In The Case of the Black Sheep, Mr Videll was a liaison officer between the Board of Trade and H.M. Customs and Excise. He sought the assistance of Air Commodore Raymond and Biggles when large quantities of contraband nylon stockings were appearing on the black market. The nylons appeared about four times a year, and always shortly after the arrival of a tramp steamer, the Sirocco. However, the ship and its crew had been throughly searched each time it arrived and nothing had been found. Yet nylon stockings kept coming in.

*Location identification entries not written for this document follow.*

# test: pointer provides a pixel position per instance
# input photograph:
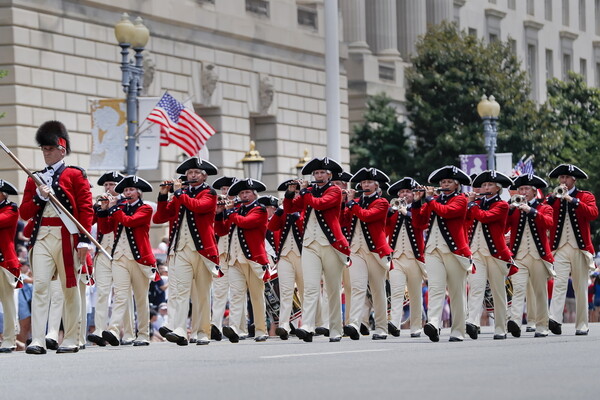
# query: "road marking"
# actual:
(324, 353)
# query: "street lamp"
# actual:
(489, 110)
(135, 36)
(253, 163)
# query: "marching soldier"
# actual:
(371, 253)
(405, 232)
(491, 255)
(325, 249)
(192, 244)
(103, 273)
(574, 209)
(56, 246)
(133, 261)
(447, 253)
(9, 264)
(529, 223)
(247, 258)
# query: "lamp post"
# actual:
(488, 110)
(253, 163)
(135, 36)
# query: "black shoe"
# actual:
(393, 330)
(351, 332)
(163, 330)
(304, 335)
(432, 332)
(35, 350)
(230, 334)
(175, 338)
(110, 338)
(554, 327)
(320, 330)
(513, 328)
(67, 349)
(215, 333)
(96, 340)
(282, 333)
(364, 330)
(51, 344)
(472, 331)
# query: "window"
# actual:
(260, 7)
(549, 64)
(548, 10)
(582, 25)
(566, 15)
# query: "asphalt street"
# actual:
(556, 367)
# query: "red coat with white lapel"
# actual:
(136, 226)
(581, 211)
(493, 219)
(326, 203)
(202, 206)
(540, 220)
(450, 214)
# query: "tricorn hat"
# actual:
(321, 163)
(197, 163)
(530, 180)
(567, 169)
(133, 181)
(492, 176)
(404, 183)
(53, 133)
(370, 174)
(246, 184)
(449, 172)
(226, 181)
(113, 176)
(7, 187)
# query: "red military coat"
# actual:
(371, 212)
(135, 223)
(581, 211)
(325, 202)
(450, 213)
(539, 219)
(197, 205)
(493, 216)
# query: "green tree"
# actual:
(450, 72)
(380, 141)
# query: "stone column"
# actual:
(412, 23)
(355, 27)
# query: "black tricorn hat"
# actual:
(7, 187)
(321, 163)
(113, 176)
(133, 181)
(53, 133)
(530, 180)
(449, 172)
(370, 174)
(492, 176)
(223, 181)
(246, 184)
(197, 163)
(268, 201)
(567, 169)
(404, 183)
(341, 176)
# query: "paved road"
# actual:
(398, 368)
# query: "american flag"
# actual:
(180, 125)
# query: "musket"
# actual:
(55, 201)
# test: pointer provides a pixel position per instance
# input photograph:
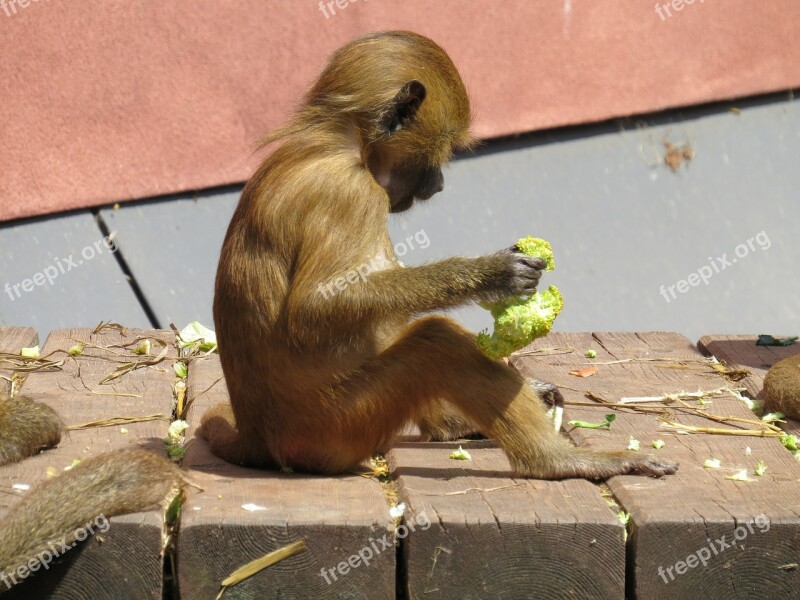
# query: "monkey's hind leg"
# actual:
(490, 394)
(26, 428)
(218, 428)
(441, 422)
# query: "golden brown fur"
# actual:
(782, 387)
(109, 484)
(26, 427)
(105, 485)
(319, 381)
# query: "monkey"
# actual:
(109, 484)
(782, 387)
(26, 427)
(320, 381)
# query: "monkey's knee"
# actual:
(443, 423)
(26, 428)
(218, 428)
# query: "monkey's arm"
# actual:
(340, 302)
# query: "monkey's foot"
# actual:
(548, 392)
(589, 464)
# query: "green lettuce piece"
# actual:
(521, 319)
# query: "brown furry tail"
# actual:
(114, 483)
(218, 428)
(26, 427)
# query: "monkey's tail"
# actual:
(57, 510)
(26, 427)
(218, 428)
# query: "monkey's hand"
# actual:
(512, 274)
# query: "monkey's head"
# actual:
(404, 106)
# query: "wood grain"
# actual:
(672, 518)
(336, 516)
(127, 564)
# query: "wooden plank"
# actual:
(189, 229)
(674, 518)
(65, 276)
(336, 516)
(489, 535)
(12, 339)
(741, 352)
(128, 563)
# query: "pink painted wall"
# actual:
(108, 100)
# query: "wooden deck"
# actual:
(471, 530)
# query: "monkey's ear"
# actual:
(404, 106)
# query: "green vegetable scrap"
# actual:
(586, 425)
(521, 319)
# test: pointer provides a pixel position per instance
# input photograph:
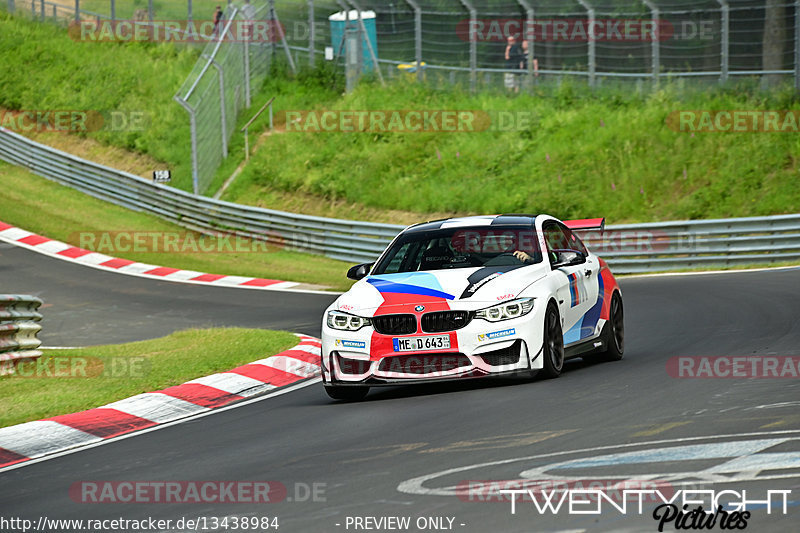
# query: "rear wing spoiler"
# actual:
(586, 224)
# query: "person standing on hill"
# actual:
(217, 20)
(514, 61)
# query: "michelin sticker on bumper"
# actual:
(496, 334)
(351, 344)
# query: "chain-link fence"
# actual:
(466, 41)
(221, 85)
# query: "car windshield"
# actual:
(441, 249)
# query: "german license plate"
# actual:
(421, 344)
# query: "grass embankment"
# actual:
(162, 9)
(44, 69)
(582, 153)
(72, 216)
(67, 381)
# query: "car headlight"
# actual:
(506, 311)
(346, 321)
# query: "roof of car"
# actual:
(474, 221)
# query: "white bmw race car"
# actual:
(470, 297)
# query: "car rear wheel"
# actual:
(553, 349)
(615, 331)
(348, 394)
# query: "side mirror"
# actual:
(359, 271)
(568, 258)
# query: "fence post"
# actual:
(655, 47)
(193, 128)
(311, 34)
(724, 23)
(417, 36)
(246, 49)
(353, 56)
(797, 45)
(223, 122)
(275, 21)
(473, 45)
(592, 40)
(526, 36)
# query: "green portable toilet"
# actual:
(338, 23)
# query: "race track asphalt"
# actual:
(364, 457)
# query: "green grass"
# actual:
(163, 9)
(72, 214)
(90, 377)
(44, 69)
(604, 153)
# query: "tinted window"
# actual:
(461, 248)
(558, 237)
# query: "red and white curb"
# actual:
(32, 440)
(61, 250)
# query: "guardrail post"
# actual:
(18, 329)
(655, 48)
(592, 41)
(473, 45)
(724, 42)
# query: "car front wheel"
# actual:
(615, 337)
(553, 349)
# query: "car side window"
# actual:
(554, 238)
(573, 242)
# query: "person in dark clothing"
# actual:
(217, 20)
(514, 60)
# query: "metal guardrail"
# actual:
(629, 248)
(18, 329)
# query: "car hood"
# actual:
(462, 288)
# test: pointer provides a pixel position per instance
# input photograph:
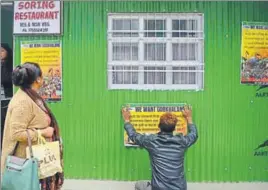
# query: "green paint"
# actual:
(231, 121)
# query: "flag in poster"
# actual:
(145, 118)
(48, 55)
(254, 53)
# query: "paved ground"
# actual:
(117, 185)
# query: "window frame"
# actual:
(168, 39)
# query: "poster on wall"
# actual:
(254, 53)
(37, 17)
(145, 118)
(48, 55)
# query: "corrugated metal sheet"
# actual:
(231, 121)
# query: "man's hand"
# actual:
(187, 113)
(126, 114)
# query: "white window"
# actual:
(156, 51)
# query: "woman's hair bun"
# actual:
(20, 76)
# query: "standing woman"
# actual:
(28, 111)
(6, 81)
(6, 69)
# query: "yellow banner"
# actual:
(48, 55)
(145, 119)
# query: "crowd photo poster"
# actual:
(48, 55)
(254, 53)
(145, 118)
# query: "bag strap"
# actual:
(29, 144)
(14, 150)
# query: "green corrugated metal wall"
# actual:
(231, 121)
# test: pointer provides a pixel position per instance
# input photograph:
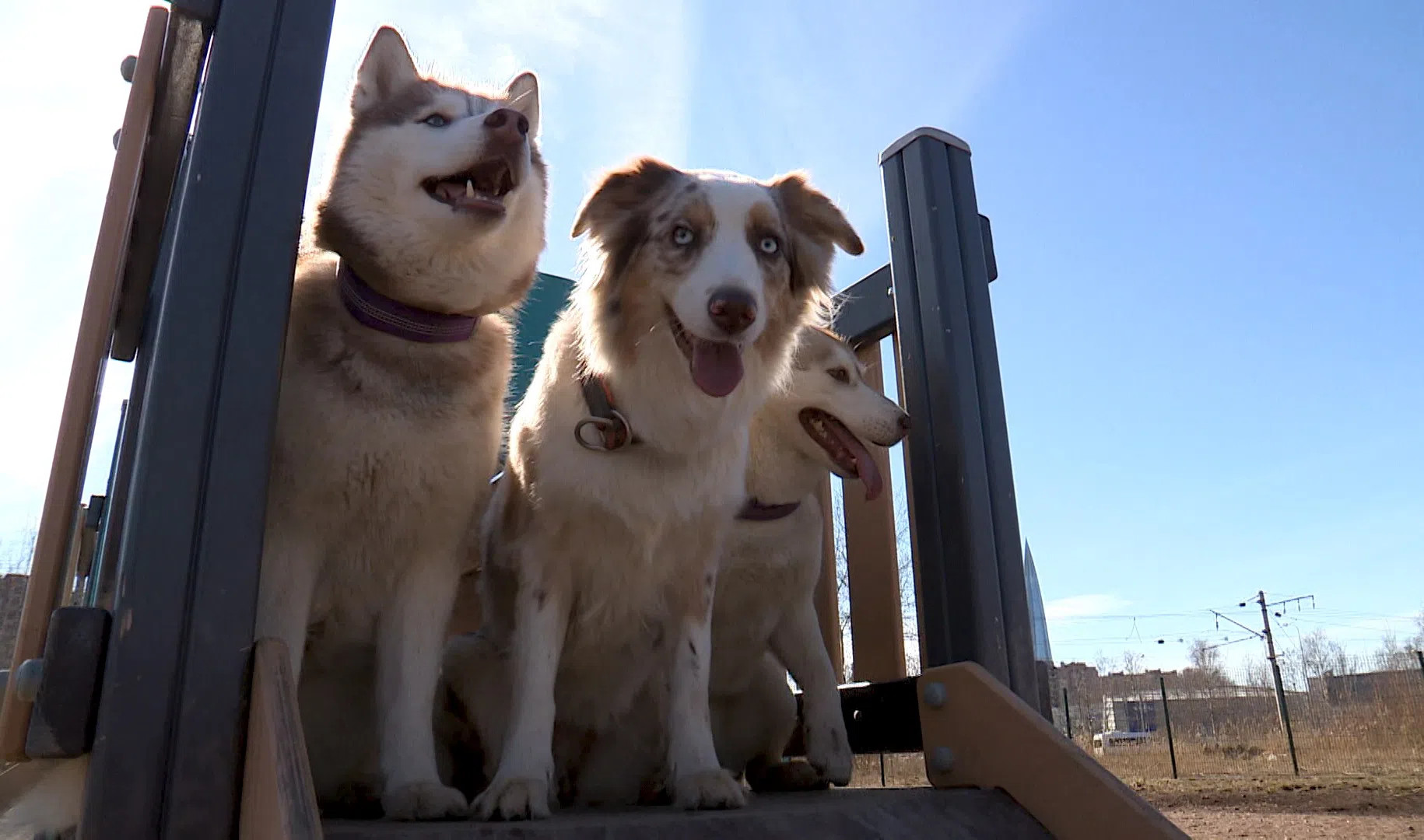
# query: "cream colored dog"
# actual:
(763, 618)
(391, 415)
(627, 464)
(763, 621)
(389, 425)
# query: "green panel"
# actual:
(543, 305)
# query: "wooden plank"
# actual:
(872, 564)
(900, 814)
(86, 373)
(994, 739)
(828, 588)
(909, 497)
(278, 799)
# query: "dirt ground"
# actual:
(1312, 807)
(1296, 809)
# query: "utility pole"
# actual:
(1281, 687)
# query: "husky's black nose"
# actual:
(507, 126)
(732, 310)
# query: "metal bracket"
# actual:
(65, 684)
(979, 733)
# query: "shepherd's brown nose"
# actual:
(507, 126)
(732, 310)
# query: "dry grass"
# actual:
(1387, 793)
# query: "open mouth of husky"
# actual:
(717, 366)
(480, 188)
(845, 449)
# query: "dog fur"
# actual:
(763, 621)
(602, 565)
(763, 617)
(385, 446)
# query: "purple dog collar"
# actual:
(398, 319)
(756, 512)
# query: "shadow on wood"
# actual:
(278, 800)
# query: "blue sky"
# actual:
(1206, 217)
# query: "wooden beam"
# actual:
(82, 394)
(828, 588)
(278, 799)
(979, 733)
(873, 564)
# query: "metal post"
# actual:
(973, 600)
(168, 747)
(1281, 685)
(1166, 719)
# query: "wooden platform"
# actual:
(840, 814)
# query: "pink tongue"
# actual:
(865, 464)
(717, 368)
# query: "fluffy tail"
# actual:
(53, 800)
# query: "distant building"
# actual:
(1043, 653)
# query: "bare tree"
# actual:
(1205, 656)
(1417, 639)
(17, 550)
(1321, 654)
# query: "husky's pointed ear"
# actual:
(619, 195)
(523, 96)
(385, 70)
(816, 226)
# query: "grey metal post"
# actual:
(1166, 718)
(973, 600)
(167, 756)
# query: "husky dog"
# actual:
(389, 423)
(392, 411)
(627, 464)
(763, 621)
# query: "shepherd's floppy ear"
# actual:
(385, 70)
(813, 215)
(521, 94)
(619, 194)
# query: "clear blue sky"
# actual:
(1208, 219)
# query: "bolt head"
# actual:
(935, 695)
(27, 678)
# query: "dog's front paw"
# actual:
(708, 790)
(828, 749)
(784, 776)
(513, 799)
(423, 800)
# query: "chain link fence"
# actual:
(1359, 716)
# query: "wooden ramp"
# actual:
(846, 814)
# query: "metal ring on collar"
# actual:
(603, 425)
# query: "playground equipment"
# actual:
(135, 642)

Biggles investigated the case and found that someone on the Sirocco had dumped a parcel of nylons overboard, to be picked up by Flight Lieutenant R. Q. Paullson in a floatplane. Paullson, a sheep farmer, then packed the nylons in a bale of wool to be delivered to Louis Vanberger, a wool merchant, who had masterminded the whole nylons scheme.
Biggles believed Paullson's explanation that he did not really know what was in the parcel he picked up and packed for Vanberger. Paullson thought the parcel contained cigarettes. He had only ever been paid with American cigarettes. Biggles though Paullson had learned his lesson and had given his word not to stray again.
At the end of the case, Biggles passed Videll the information which would enable him to put a stop to the racket and prosecute the parties concerned. He accepted Biggles' request to take no further action with Paullson.